Meroterpenoids from Rhododendron nivale.
10.19540/j.cnki.cjcmm.20221226.201
- Author:
Xi ZENG
1
;
Xi ZHAO
1
;
Wei LIU
2
;
Tao YUAN
1
Author Information
1. College of Life Science, Jiangxi Normal University Nanchang 330022, China.
2. University and College Key Lab of Natural Product Chemistry and Application in Xinjiang, School of Chemistry and Environmental Science, Yili Normal University Yining 835000, China.
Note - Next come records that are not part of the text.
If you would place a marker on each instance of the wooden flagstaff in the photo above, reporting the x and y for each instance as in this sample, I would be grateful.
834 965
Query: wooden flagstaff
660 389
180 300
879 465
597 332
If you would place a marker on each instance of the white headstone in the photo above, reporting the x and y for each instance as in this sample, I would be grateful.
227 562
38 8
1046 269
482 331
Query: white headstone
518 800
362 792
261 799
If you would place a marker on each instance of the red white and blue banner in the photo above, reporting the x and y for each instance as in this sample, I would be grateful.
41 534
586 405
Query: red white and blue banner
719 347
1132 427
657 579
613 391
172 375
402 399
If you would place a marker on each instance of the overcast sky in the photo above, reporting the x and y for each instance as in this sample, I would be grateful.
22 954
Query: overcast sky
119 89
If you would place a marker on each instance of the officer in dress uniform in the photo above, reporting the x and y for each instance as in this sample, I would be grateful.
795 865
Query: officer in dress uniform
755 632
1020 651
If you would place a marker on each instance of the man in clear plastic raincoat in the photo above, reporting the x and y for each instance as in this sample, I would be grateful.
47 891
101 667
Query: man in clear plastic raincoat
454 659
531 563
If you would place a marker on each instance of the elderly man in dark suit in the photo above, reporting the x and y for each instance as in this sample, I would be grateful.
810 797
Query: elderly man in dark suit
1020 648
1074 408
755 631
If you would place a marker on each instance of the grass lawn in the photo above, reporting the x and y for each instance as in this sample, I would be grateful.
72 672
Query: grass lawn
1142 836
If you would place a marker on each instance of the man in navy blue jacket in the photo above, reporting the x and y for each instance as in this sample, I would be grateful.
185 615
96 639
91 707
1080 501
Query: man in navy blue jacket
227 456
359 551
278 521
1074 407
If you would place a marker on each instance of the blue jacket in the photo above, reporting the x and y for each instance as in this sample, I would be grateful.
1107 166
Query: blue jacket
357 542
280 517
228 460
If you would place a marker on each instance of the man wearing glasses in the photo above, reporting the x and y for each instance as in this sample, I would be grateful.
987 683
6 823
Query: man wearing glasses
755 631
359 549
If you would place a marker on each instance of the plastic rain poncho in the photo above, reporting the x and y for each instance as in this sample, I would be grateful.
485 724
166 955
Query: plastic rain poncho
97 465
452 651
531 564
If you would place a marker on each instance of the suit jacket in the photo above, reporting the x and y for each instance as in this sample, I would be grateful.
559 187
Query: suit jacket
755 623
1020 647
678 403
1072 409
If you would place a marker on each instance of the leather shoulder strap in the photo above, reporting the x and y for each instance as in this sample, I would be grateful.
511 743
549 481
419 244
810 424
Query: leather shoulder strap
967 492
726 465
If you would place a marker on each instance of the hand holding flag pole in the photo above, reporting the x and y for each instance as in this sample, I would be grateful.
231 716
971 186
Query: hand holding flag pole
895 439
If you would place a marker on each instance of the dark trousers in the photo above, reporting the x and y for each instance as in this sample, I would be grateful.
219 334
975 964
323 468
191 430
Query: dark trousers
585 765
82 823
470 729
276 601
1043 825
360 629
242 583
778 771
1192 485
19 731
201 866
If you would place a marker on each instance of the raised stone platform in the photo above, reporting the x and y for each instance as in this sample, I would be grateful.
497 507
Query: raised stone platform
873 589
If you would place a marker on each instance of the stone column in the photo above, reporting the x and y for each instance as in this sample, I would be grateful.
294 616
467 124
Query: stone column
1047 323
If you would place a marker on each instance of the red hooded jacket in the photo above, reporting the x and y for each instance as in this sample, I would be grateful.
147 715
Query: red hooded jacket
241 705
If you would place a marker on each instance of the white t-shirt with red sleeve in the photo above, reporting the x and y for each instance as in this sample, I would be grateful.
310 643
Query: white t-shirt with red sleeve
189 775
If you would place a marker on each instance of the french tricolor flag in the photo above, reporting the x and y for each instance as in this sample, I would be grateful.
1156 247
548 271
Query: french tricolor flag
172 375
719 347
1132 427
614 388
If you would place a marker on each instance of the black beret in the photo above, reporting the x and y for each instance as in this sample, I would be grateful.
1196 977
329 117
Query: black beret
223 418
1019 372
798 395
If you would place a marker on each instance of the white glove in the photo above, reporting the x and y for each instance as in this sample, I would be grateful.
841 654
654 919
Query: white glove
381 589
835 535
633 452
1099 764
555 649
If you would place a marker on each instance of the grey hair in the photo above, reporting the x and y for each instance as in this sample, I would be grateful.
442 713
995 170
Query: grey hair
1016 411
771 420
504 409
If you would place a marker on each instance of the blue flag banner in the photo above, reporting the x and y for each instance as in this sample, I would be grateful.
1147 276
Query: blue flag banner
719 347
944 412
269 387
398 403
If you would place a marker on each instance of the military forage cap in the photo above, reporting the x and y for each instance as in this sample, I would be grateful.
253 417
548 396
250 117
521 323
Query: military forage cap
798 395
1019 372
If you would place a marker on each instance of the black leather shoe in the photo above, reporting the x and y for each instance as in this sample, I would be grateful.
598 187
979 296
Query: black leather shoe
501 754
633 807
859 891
- Publication Type:Journal Article
- Keywords:
Rhododendron nivale;
enantiomers;
meroterpenoids;
neuroprotective activity;
oxidative damage
- MeSH:
Humans;
Rhododendron/chemistry*;
Neuroblastoma;
Oxidative Stress;
Magnetic Resonance Spectroscopy;
Stereoisomerism;
Molecular Structure
- From:
China Journal of Chinese Materia Medica
2023;48(5):1273-1279
- CountryChina
- Language:Chinese
-
Abstract:
To elucidate the chemical material basis of Rhododendron nivale, this study comprehensively used various chromatographic techniques to isolate and obtain five new meroterpenoid enantiomers(1a/1b-5a/5b) from the ethyl acetate extract of R. nivale. A variety of spectral analytical methods, such as high-resolution mass spectrometry(HRMS), nuclear magnetic resonance spectroscopy(NMR), and infrared(IR) spectrum, were used to evaluate the structure, combined with the measurement and calculation of electronic circular dichroism(ECD). The new compounds 1a/1b-4a/4b were named as(±)-nivalones A-B(1a/1b-2a/2b) and(±)-nivalnoids C-D(3a/3b-4a/4b), along with one known enantiomer(±)-anthoponoid G(5a/5b). Human neuroblastoma cells(SH-SY5Y cells) induced by hydrogen peroxide(H_2O_2) were used as oxidative stress models to evaluate the protective activity of the isolated compounds against oxidative damage to nerve cells. It was found that compounds 2a and 3a had a certain protective effect on nerve cells against H_2O_2-induced oxidative damage at concentrations of 50 μmol·L~(-1), which increased the cell survival rate from 44.02%±2.30% to 67.82%±1.12% and 62.20%±1.87%, respectively. Other compounds did not show a significant ability to protect cells from oxidative damage. These findings enrich the chemical constituents of R. nivale and provide valuable information for identifying the structure of its meroterpenoids.